I missed the beauty of the language. 

After bungling with Sanskrit for few years, and realizing the future inevitability of looming English, my solidarity for Hindi grew a million times.

There's one thing Hindi has given to people that's too subtle to realize. You've the word 'Jantaa' in Hindi for 'public', and 'Jaagruk' for 'enlightened'.  Note that both start with the same letter 'j'. Needless to say, words starting with same consonant occasionally club together as distant lovers. It gives a lyrical swing to the sentence or the idea. The commenest of the Common Sense of a language. Look at the these phrases: Lady Luck, Tinkered Thought, Memento Mori, Perilous Plight, Part n Parcel etc. These coupling phrases have a greater impact than what would it have been without the ryhming first letter. 

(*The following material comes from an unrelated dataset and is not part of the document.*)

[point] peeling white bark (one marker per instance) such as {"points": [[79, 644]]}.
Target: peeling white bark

So there you have the word 'Jaagruk', which is often used in Hindi to mention some sense of awakening of a being. The vernacular is ripe with its usage and cliche. However ask any native about this and the picture s/he gets of word is that of collectiveness and bordering out of the periphery of the self. That's because it is more too often used alongwith 'Jantaa' , or any other bloated rhetorical construction. Pardon my expertise in this, but I've rarely heard 'Jaagurk' in use for another construction in the common parlance. 
Just to test, start talking in Hindi --about a topic themed around 'Jantaa' for one minute long, and someway or the other you would jump to the idea of 'Jaagrukta' (enlightenment) in your line of thought after a while...like an ant eventually finding its way to food after several iterative paths. Such realizations take time to settle inside your head. You are "wired" to think a certain way, based on all the words that you have only learnt/known, and the language leaps you into the word web you've woven for yourself --if you are not conscious enough to break through.
Similarly, think of the term aadmi (Man/Individual). The cloud of image that pops up in your head when you would start thinking around this term would invariably subsume the phrase aam aadmi (Common Man), because you are used (wired) to view it that way.

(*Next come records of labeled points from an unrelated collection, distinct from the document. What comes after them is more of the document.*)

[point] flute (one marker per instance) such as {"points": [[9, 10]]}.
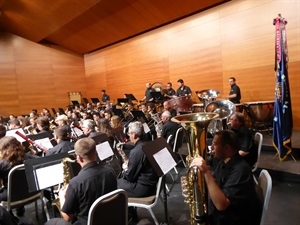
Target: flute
{"points": [[31, 141]]}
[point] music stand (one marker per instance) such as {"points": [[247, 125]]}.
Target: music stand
{"points": [[139, 115], [130, 97], [119, 113], [157, 96], [122, 101], [75, 103], [54, 111], [86, 101], [61, 111], [95, 100], [162, 159], [37, 171]]}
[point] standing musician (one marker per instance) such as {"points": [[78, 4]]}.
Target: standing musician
{"points": [[170, 91], [231, 188], [182, 89], [248, 149], [93, 181], [168, 128], [148, 96], [62, 137], [105, 97], [139, 178], [167, 107], [235, 92]]}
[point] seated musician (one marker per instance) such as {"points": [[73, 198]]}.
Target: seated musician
{"points": [[170, 91], [148, 97], [248, 150], [2, 131], [62, 137], [231, 188], [168, 128], [93, 181], [183, 90], [12, 153], [43, 126], [168, 107], [139, 178], [14, 124]]}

Hindi has given us that elegance in expression which allows us to float above the central idea of fact being stated, and savour in its longitudinal craft, rounded vowels and tense phonetics (credit also goes to the import of grace of Urdu). Hindi has given us the structural closeness of 'Bura' with 'Bhala'--a folksy illusion--which 'good' and 'bad' lack in English. Hindi has so much of a romantic word as 'Lamhaa' (a moment's time), without meaning romantic; Hindi has given us 'Jaagruk Jantaa'.